I built something similar that takes a screenshot and uses a multi-modal LLM to evaluate it against a design mock. It catches a completely different class of error. The DOM can be structurally perfect and still look nothing like what was intended. Colors wrong, layout shifted, spacing off, components overlapping. No amount of DOM assertions will catch that.
These are two different kinds of gates: structural which are fast and deterministic, and stochastic which are slow but catch things that are completely different. There is very little overlap between the issues, and you want to catch both.
That way I can invest a lot of time getting the mock just right, then let the agents "make it so".
The critical part is that viewed at a high level, this method tests something different, which means it catches different errors.
If coding agents are given the Playwright access they can do it better actually because using Chrome Developer Tools Protocol they can interact with the browser and experiment with things without having to wait for all of this to complete before making moves. For instance I've seen Claude Code captures console messages from a running Chrome instance and uses that to debug things...
At work, we've integrated claude code with gitlab issues/merge requests, and we get it to screenshot anything it's done. We could use the same workflow to screenshot (or in this case, host a proofshot bundle of) _any_ open PR. You would just get the agent to check out any PR, get proofshot to play around with it, then add that as a comment. So not automated code reviews, which are tiresome, but more like a helpful comment with more context.
Going to try out proofshot this week, if it works like it does on the landing page it looks great.
This is sick OP based on what's in the document, it looks really useful when you need to quickly fix something and need to validate the changes to make sure nothing has changed in the UI/workflow except what you have asked.
Also looks useful for PR's, have a before and after changed.

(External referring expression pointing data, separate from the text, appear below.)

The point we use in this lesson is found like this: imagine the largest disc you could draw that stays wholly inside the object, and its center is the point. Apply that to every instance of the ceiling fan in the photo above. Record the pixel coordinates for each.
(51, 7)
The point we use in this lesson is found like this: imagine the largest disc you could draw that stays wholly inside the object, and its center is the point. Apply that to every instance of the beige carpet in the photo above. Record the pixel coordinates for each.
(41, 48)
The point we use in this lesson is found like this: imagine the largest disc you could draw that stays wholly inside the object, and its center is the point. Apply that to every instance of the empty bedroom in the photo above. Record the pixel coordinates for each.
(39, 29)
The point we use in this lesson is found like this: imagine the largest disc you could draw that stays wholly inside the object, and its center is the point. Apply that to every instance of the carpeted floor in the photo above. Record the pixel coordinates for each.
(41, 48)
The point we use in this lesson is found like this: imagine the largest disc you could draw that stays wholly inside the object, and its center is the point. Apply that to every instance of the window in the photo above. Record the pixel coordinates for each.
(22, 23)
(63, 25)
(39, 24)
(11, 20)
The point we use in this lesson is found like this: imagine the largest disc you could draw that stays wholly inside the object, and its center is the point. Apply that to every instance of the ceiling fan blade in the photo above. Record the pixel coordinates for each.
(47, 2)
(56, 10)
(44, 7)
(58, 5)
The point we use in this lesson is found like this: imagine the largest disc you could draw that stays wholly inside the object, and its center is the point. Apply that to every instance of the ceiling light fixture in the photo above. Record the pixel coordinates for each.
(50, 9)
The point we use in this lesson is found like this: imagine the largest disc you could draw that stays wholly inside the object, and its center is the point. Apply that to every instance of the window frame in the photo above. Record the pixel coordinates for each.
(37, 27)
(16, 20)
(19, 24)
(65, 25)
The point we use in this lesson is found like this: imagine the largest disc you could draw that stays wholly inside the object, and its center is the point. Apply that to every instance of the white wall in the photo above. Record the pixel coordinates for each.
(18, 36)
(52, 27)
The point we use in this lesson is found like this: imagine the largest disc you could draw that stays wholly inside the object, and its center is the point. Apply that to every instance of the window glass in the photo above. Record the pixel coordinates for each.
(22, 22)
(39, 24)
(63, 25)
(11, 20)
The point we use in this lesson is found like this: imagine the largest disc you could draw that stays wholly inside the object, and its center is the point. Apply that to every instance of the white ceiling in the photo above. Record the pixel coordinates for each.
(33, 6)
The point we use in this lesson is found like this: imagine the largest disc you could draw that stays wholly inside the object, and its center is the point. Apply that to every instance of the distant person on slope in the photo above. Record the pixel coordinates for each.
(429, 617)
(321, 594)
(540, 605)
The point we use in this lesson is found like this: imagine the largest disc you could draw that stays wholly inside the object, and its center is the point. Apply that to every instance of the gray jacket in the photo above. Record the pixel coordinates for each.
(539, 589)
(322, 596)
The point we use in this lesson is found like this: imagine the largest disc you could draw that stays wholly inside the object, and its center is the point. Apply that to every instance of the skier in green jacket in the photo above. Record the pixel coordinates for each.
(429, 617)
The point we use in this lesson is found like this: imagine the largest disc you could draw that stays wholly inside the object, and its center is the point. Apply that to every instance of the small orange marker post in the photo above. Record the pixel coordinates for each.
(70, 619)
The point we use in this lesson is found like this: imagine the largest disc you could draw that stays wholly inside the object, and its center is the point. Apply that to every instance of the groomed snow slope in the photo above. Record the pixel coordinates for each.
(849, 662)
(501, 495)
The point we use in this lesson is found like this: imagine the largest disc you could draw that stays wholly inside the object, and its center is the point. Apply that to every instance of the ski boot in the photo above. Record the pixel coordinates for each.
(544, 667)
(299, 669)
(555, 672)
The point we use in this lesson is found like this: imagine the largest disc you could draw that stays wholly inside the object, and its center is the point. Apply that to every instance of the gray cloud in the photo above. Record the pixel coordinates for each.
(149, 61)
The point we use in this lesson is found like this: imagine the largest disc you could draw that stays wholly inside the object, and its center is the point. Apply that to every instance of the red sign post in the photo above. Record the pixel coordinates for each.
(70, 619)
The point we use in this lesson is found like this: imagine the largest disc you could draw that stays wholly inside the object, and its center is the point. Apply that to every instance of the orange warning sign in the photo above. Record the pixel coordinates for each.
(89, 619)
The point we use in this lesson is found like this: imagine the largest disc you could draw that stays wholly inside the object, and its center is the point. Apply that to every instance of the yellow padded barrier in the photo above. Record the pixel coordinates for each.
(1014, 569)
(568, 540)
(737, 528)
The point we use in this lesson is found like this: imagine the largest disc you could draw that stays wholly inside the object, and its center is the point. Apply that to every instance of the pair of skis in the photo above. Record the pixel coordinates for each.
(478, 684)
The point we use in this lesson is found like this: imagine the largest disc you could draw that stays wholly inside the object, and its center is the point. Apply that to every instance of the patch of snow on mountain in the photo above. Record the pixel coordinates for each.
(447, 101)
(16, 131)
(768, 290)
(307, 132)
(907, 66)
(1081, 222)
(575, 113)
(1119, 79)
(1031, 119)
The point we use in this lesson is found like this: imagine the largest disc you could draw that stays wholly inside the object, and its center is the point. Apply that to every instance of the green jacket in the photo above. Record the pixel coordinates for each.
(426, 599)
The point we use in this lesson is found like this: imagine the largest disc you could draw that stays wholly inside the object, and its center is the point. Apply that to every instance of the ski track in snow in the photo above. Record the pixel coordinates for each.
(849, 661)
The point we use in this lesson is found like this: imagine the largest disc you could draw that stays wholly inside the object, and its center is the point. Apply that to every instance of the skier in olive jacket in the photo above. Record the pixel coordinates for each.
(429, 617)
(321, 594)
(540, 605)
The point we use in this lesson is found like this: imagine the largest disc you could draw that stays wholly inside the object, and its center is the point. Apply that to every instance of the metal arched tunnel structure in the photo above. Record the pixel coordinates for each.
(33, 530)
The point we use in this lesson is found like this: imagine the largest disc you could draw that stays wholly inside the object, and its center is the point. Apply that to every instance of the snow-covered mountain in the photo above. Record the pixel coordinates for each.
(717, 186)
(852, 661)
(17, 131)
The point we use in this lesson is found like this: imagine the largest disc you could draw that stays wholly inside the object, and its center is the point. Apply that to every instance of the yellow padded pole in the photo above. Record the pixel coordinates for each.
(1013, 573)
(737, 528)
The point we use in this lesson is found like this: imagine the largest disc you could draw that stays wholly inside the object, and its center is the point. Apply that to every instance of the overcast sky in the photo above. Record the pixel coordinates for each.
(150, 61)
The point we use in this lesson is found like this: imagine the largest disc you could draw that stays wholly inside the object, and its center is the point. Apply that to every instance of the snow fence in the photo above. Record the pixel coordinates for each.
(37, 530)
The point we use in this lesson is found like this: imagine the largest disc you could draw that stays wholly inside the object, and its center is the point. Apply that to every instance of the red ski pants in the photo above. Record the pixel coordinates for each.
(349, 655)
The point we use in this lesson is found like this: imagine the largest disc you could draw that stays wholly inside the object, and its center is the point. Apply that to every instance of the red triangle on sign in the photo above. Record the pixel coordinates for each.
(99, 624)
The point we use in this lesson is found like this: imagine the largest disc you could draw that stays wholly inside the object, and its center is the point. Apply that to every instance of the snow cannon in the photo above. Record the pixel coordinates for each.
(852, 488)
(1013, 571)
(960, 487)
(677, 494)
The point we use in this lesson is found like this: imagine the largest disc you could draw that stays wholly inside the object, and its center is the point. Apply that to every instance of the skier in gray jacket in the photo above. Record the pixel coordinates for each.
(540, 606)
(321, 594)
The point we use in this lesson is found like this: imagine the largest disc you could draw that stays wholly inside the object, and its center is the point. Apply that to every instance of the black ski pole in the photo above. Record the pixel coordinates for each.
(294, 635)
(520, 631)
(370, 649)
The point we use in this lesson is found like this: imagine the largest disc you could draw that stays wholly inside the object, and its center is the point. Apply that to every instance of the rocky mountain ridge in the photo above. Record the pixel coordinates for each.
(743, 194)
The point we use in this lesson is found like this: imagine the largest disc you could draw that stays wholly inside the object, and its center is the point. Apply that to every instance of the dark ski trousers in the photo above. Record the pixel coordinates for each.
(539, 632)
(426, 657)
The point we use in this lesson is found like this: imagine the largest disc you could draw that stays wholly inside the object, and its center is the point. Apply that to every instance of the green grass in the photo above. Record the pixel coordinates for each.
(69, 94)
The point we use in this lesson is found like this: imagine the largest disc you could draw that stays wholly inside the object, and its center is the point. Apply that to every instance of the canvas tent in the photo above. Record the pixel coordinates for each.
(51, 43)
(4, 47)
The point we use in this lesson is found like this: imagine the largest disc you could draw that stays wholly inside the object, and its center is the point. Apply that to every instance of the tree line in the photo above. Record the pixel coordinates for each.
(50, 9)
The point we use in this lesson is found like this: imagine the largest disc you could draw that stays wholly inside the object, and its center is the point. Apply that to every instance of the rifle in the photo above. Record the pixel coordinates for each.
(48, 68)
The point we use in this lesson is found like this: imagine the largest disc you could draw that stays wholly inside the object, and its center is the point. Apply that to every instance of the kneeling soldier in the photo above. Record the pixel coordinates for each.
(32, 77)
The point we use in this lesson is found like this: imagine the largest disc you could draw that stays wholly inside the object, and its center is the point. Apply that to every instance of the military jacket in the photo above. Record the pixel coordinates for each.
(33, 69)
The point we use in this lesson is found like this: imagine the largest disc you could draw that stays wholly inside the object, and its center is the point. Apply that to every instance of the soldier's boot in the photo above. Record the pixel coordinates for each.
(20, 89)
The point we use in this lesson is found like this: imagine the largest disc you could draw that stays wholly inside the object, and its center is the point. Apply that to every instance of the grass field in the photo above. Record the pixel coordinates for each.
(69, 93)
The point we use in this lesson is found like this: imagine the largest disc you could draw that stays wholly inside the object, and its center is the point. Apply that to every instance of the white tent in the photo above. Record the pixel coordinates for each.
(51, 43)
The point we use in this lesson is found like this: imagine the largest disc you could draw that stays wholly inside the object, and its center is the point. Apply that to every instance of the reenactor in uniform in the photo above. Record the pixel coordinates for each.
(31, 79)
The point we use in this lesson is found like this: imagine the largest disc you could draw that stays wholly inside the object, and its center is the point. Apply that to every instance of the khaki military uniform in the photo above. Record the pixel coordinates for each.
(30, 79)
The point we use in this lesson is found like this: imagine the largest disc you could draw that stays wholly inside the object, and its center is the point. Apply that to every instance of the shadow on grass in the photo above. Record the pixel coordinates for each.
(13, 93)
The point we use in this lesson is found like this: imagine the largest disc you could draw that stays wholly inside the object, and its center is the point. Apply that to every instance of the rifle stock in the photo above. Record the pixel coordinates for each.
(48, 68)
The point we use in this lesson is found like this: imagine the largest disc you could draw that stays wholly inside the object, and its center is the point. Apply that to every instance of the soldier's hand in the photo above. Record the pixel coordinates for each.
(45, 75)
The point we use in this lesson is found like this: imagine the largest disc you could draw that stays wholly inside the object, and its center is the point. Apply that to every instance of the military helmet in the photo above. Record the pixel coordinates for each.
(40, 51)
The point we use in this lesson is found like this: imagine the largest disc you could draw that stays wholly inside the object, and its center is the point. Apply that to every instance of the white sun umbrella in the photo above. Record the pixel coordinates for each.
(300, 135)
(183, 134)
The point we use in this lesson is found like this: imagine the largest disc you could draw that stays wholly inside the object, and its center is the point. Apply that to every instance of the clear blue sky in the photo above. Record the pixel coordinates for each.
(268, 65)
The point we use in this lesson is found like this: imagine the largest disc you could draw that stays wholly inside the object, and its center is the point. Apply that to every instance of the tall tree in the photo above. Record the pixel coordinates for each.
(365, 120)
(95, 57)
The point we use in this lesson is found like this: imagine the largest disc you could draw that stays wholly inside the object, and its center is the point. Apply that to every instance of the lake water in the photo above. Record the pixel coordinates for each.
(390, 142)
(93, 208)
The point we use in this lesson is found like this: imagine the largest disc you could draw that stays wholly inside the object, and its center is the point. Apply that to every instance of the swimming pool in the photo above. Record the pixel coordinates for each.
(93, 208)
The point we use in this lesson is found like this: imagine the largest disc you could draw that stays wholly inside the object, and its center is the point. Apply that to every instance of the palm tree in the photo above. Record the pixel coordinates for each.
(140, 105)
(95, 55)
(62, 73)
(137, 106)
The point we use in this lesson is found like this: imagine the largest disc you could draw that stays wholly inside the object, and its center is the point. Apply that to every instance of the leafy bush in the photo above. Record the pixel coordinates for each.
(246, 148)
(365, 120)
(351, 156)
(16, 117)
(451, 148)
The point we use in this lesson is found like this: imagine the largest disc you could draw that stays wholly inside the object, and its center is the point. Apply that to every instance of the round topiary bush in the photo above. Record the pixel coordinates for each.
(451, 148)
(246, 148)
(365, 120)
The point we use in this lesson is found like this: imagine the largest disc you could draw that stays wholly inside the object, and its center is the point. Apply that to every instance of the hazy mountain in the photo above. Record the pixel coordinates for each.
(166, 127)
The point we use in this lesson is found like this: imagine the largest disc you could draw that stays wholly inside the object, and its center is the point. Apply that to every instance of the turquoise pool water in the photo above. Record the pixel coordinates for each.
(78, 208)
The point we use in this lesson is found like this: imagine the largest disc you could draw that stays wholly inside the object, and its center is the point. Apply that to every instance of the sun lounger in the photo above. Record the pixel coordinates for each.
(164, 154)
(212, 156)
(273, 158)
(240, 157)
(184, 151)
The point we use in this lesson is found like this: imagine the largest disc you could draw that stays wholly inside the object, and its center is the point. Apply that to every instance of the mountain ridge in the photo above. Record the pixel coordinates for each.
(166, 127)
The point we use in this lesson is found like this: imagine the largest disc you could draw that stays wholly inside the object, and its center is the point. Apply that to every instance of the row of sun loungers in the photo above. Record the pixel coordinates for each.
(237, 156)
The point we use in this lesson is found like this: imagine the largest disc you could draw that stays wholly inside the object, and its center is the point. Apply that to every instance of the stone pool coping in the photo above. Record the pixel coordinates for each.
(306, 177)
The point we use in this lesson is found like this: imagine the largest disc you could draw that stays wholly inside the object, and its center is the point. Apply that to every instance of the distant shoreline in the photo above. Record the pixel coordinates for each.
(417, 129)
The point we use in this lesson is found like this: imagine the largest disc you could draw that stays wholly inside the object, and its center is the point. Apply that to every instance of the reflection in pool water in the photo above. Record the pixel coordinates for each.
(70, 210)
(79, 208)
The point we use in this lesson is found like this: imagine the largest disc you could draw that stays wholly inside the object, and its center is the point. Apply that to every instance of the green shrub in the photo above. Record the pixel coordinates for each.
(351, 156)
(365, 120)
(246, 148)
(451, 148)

A few days ago I had a interaction with codex that roughly went as follows, "this chat window is scrolling off screen, fix", "I've fixed it", "No you didn't", "You are totally right, I'm fixing it now", "still broken", "please use a headless browser to look at the thing and then fix it", "....", "I see the problem now, I'm implementing a fix and verifying the fix with the browser", etc. This took a few tries and it eventually nailed it. And added the e2e test of course.
I usually prompt codex with screenshots for layout issues as well. One of the nice things of their desktop app relative to the cli is that pasting screenshots works.
A lot of our QA practices are still rooted in us checking stuff manually. We need to get ourselves out of the loop as much as possible. Tools like this make that easier.
I think I recall Mozilla pioneering regression testing of their layout engine using screenshots about a quarter century ago. They had a lot of stuff landing in their browser that could trigger all sorts of weird regressions. If screenshots changed without good reason, that was a bug. Very simple mechanism and very effective. We can do better these days.
Added benefit is that when Claude navigates and finds a bug, it will either add them to a list for human review or fix it automatically.
Pretty much a loop where building and debugging work together;-)
Once Claude Code
https://github.com/ChromeDevTools/chrome-devtools-mcp/pull/1...
I've only used it a bit, but it's working well so far.
I don't think you need either, though, because agent-browser itself has a skill for this: https://github.com/vercel-labs/agent-browser/blob/main/skill...
Maybe the author would like to compare the three.
I give agent either a simple browser or Playwright access to proper browsers to do this. It works quite well, to the point where I can ask Claude to debug GLSL shaders running in WebGL with it.
It's not perfect though - I've personally found CC's VL to be worse than others such as Gemini but its nice to have it completely self contained.
This project desperately needs a "What does this do differently?" section because automated LLM browser screenshot diffing has been a thing for a while now.
So... Bypassing the whole "sees what it actually looks like in the browser. It can’t tell if the layout is broken" parent commentator is talking about? Seems worse, not better.
All the power to you if you build a product out of this, I don't wanna be that guy that says that dropbox is dead because you can just setup ftp. But with Codex/Claude Code, I was able to achieve this very result just from prompting.
I'd love to see an agent doing work, then launching app on iOS sim or Android emu to visually "use" the app to inspect whether things work as expected or not.
That's very different from scripting together what is effectively a whitebox test against document ids which is what people do with things like playwright. Replacing manual QA like that could be valuable.
Anyone recommend browser-base instant preview site for web ui design with more artistic/experimental preference?
I built something similar[0] a few months ago but haven't maintained it because Codex UI and Cursor have _reasonable_ tooling for this themselves now IMO.
That said there is still a way to go, and space for something with more comprehensive interactivity + comparison.
[0] - https://magiceyes.dev/
my claude drive his own brave autonomously, even for ui ?
but its great to see some other open source alternatives within this space as well.
From the OP, i don't think this is what is meant for what you are saying.
Tools like Claude and the like can, and do. This is just a utility to make the process easier.